Credit card statements and income tax returns met certain death Saturday at Southpointe Common.
Red Deer residents flocked to the Alberta Motor Association office, the trunks and back seats of their vehicles flush with personal documents loaded with their private information they wanted destroyed, as a specialized truck hauled stacks of papers up onto its roof and down into the depths of its shredding machine.
By 10 a.m. — when the event was supposed to have begun — the RCMP, AMA and Paper Cuts Ltd. staff members had already done away with the junk of about 50 people.
“I imagine we’ll probably get five or six tons of paper (by the day’s end),” said Paper Cuts Ltd. manager Peter Kocher.
Shelley Thornton had four boxes of paperwork to dispose of. She worked from home, had confidential information she needed to be rid of and said the little shredder she has for her office can only handle a few documents at once, making it a painstaking process.
“I’m in credit collection, so I know the things that can happen if your credit card information gets out there,” said Thornton.
The purpose of the event, in its fourth year and bringing in people like never before, is to raise awareness about the importance of properly and safely disposing of documents, in light of the fraud that can be perpetrated if criminals get their hands on one’s personal information.

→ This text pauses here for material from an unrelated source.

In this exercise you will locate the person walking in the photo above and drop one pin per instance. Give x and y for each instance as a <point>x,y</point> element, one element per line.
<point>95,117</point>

“Identify theft is one of the fastest growing crimes, and that’s basically someone stealing your identity for fraudulent purposes,” said Christine Waldo, AMA member services manager.
“To do that, they will go through your garbage to get your credit card receipts or anything like that . . . It’s shocking, some of the lengths they’ll go to.”
Red Deer City RCMP spokeswoman Const. Sabrina Grunow was on hand, helping people truck paperwork from their vehicles to the shredder.
She said that the finely cut up documents would be so difficult to piece back together, especially when shredded with other paperwork, that it would be virtually impossible for a criminal to do so.
Criminals are opportunistic, she added, and likely wouldn’t go to such strenuous efforts if would-be targets take precaution.
“Fraud is one of the biggest mechanisms for criminal activity in the country at the moment,” said Grunow. “It’s surpassing drug sales at this point . . . People can use that information in paperwork to obtain mortgages, car rentals, anything.”
Some identity theft operations are global in nature and can be difficult to investigate and prosecute, but federal legislation enacted this year has helped police forces crack down under new provisions in the Criminal Code, Grunow said.